In our study, we have observed metabolic variation not only between KRAS mutant (KRAS G13D/+, KRAS G13D/–) cells and wild-type (KRAS +/–) cells, but also between KRAS G13D/+ and KRAS G13D/– cells. Interestingly, KRAS G13D/– showed higher levels of succinate relative to both KRAS +/– and KRAS G13D/+. Accumulation of succinate is associated with the inhibition of prolyl hydroxylases. One of the consequences of this inhibition is the stabilization of the transcription factor hypoxia-inducible factor 1-alpha (HIF-1α) and the generation of a pseudo-hypoxic response reducing oxidative phosphorylation and promoting glycolysis (Selak et al. 2005; Tavares et al., 2015). Stabilisation of HIF1α results in the increased expression of lactate dehydrogenase A (LDHA), which increases the conversion of pyruvate to lactate, and the expression of pyruvate dehydrogenase kinase 1 (PDK1), which inhibits pyruvate dehydrogenase (PDH) and decreases mitochondrial oxidation of pyruvate to acetyl coenzyme A (acetyl-CoA) (Kim et al., 2006; Schulze & Harris, 2012; Zhao et al., 2014). One hypothesis is that under metabolic stress (hypoxia or nutrient deprivation), acetyl-CoA production can be compensated by acetyl-CoA synthase 2 (ACCS2), which converts acetate to acetyl-CoA using ATP to drive the net reaction (Kamphorst et al., 2014; Schug et al., 2015). Our results showing increased levels of succinate, lactate and AMP and decreased concentrations of acetate in KRAS G13D/– cells relative to KRAS +/– and KRAS G13D/+ cells support these observations and indicate that the KRAS G13D mutation could impact HIF1α function in the absence of the WT KRAS allele.

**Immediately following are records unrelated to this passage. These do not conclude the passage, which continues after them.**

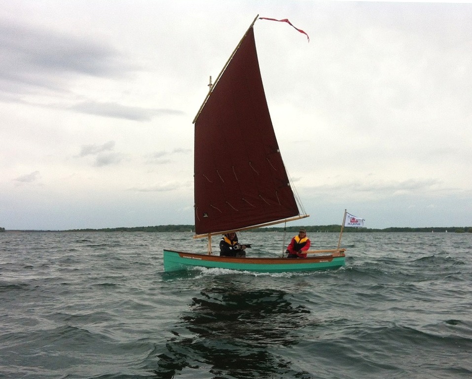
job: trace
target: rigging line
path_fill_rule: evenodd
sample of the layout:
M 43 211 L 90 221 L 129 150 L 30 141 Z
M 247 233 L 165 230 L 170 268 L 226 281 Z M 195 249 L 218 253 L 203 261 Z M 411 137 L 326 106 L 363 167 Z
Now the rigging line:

In addition, as HIF-1α can also actively repress mitochondrial aerobic metabolism through PDK1 (Papandreou et al., 2006), interruption of the TCA cycle could explain lower levels of ATP in KRAS G13D/− cells compared with KRAS G13D/+ and KRAS ± cells. Interestingly, we also observed increased levels of creatine and depletion of phosphocreatine in KRAS G13D/− cells relative to KRAS G13D/+ and KRAS ± cells. This could indicate that in low ATP states, phosphocreatine can be used as a rapidly mobilisable reserve of high-energy phosphates to sustain the energetic requirements of cancer cells.

5 Conclusion

Overall, our data provide further insights into nutrient use and the regulation of metabolic pathways driven by oncogenic KRAS. In this study, we have used a robust isogenic system to study the role of a single point mutation in one KRAS allele in an isogenic genetic background, hence avoiding confounding genetic factors.

We have demonstrated that the KRASG13D oncogene is associated with general metabolic reprogramming to support growth and counter stress, including alterations in the metabolism of amino acids and enhanced glutathione biosynthesis. Additionally, we show that KRASG13D/+ and KRASG13D/− cells have distinct metabolic profiles characterized by dysregulation of and changes in the TCA cycle, the glycolysis and glutathione metabolism pathways, as well as in glutamine, acetate and phosphocreatine. The metabolic adaptation driven by the loss of the KRAS WT allele that we have initially described in this paper could contribute to differential responses to anticancer treatments and/or reveal pathways that might be exploited for therapeutic intervention.